I was in one of our fine, barbecue-scarfin' establishments once, back when a pay phone cost ten cents. A man with four pennies in his hand asked me for “a solid dime.”

The telephone, he said, don't recognize four cents.

That's how people talk in Memphis, TN.

Memphis is the only place you'll see a locally owned convenience store with a giant, neon sign that says: Watermelon. Beer. Ice.

It is the only place I know where a pastor goes on the radio and says, When you come to my church, I will greet you with all the love and sincerity I can muster.

Swear to God, he said that.

To a man named Sidney Shlenker, Memphis was an opportunity.
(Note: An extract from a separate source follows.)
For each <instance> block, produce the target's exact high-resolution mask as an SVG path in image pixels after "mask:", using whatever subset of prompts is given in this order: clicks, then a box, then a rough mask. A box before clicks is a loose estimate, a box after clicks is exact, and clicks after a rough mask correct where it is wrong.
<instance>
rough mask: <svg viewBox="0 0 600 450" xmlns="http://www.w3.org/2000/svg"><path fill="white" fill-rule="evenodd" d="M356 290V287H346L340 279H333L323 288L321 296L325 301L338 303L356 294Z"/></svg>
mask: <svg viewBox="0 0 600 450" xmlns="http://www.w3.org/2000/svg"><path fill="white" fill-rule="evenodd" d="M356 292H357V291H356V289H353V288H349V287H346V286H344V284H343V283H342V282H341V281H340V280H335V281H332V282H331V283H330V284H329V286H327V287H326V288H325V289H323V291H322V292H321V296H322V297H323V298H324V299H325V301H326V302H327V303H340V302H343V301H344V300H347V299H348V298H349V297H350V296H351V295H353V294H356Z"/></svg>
The name might be familiar. In 1995, Shlenker was in the news for his involvement in the Heidi Fleiss scandal

In '89, Sidney Shlenker was in Memphis, pitching an idea to the city fathers: a 20, 000 seat pyramid-shaped arena, with a Hard Rock Cafe and everything.

You'd think a name like “Sidney Shlenker” would've given someone pause.

Shlenker was well-known for all sorts of flim-flammery, but he managed to persuade more than a few of Memphis' movers and shakers the venue would be “a monument.”

Out-of-town financial backers disagreed and sent him packing. A lot of bankruptcy petitions would be filed before Shlenker slithered away, and it seems God does look after fools; the pyramid was built and today it is a Bass Pro Shop, one of the biggest in the country.

But for years it was just an eyesore. A testament to stupidity, and greed, three hundred feet high.

Memphis is an unmelded mass of grifters and lottery ticket holders, a divide of broken promises and privelege.

It's a shabby, backwater, exploitation film of a city.

The humidity's always high, it's either too hot or too cold.

And I miss it something awful here in Chattanooga.